Physis'ten Natura'ya İlk Çağ'da Doğa, Abrim Gürgen, Editör, Doğu Kütüphanesi, İstanbul, ss.483-506, 2021
Düşünen varlıklar olarak ilk varoluşumuzdan beri çevremizde gördüklerimizi,
olup bitenleri, doğayı anlamaya, anlamlandırmaya çalışmışız.

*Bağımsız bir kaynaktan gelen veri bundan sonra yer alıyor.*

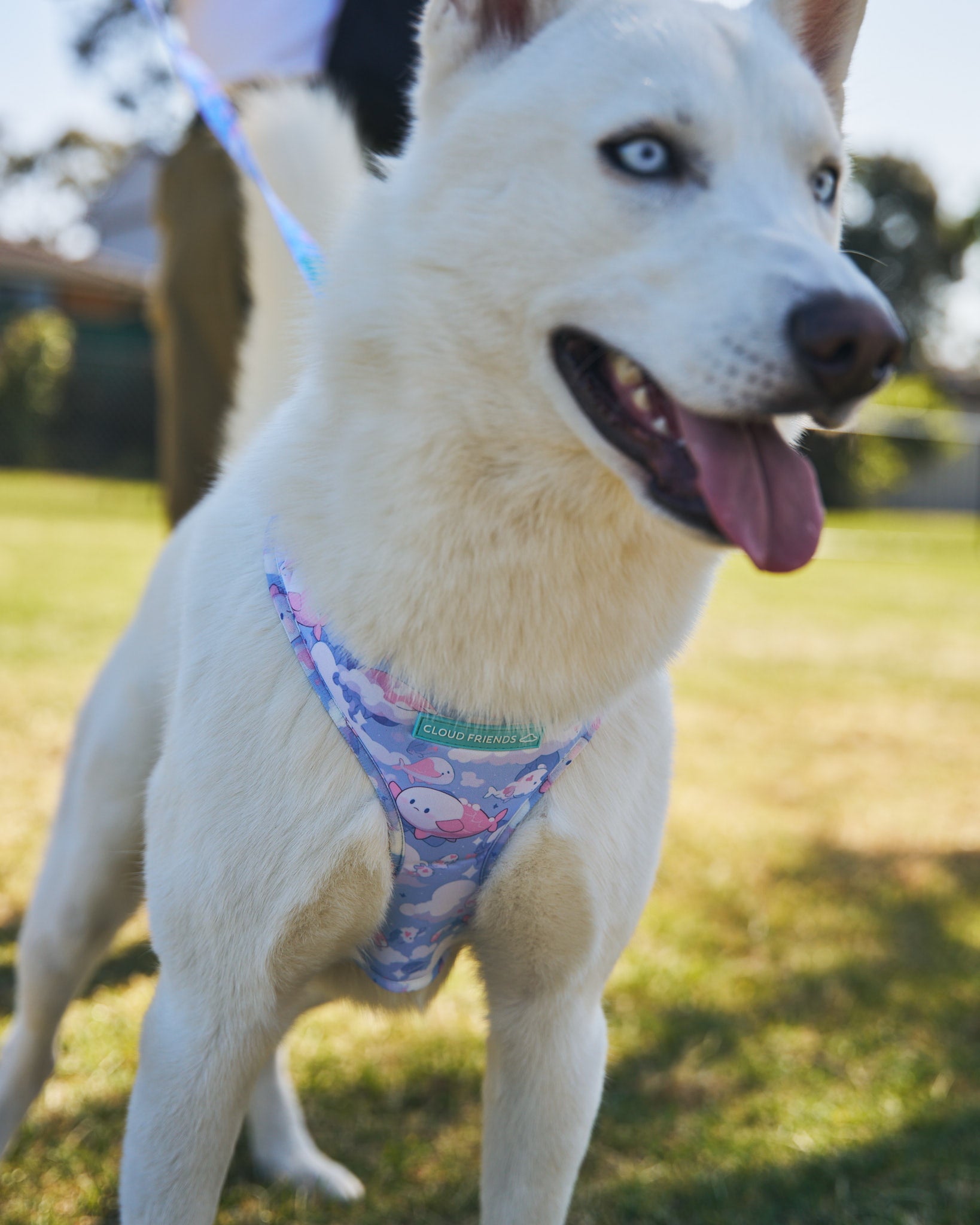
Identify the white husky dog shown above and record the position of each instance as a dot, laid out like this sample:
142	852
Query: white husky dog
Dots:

Bu süreç bizi hem doğayı hem de doğaya dışarıdan bakan ama
aynı zamanda da doğanın içinde olan kendimizi sorgulamaya, tanımaya
götürmüştür. Doğayı sorgulamak, araştırmak, tanımak uğraşımız
bitmiş değil, hiçbir zaman da bitmeyecek. Dünyamızın yaşadığı
son salgın olayı, iklim krizi doğayı anlamak, anlamlandırmak, canlı
kalabilmek, iyi ve mutlu yaşayabilmek için, sonuçsuzca ona hükmetmeye
çalışma çabalarımızın yine somut bir örneği olarak karşımızda
durmaktadır. Son zamanlarda dünya yüzünde yaşananlar bizleri doğa
üzerine yeniden düşünmeye sevk ediyor. Çağlar boyunca geliştirdiğimiz
ve geliştirmekte olduğumuz teknolojiyle ona bütünüyle hükmedemeyeceğimize
göre, doğa ile ilişkimizi yeniden gözden geçirmenin zamanı
geldi de geçiyor bile. İşte tam da bu durumda Stoa Felsefe okulunun
mutlu olmak için, bilgi sahibi insanın, dolayısıyla erdemli insanın
doğaya uygun yaşama ilkesi akla gelmektedir. Stoa felsefesinde doğa
nasıl tanımlanır? Doğaya uygun yaşamak ne anlama gelmektedir? Bu
yazının amacı, Antikçağın Stoa Felsefe okulunun bu en temel ilkesini,
öğretinin takipçilerinden, Romalı Lucius Annaeus Seneca’nın felsefi
yazılarını esas alarak irdelemektir.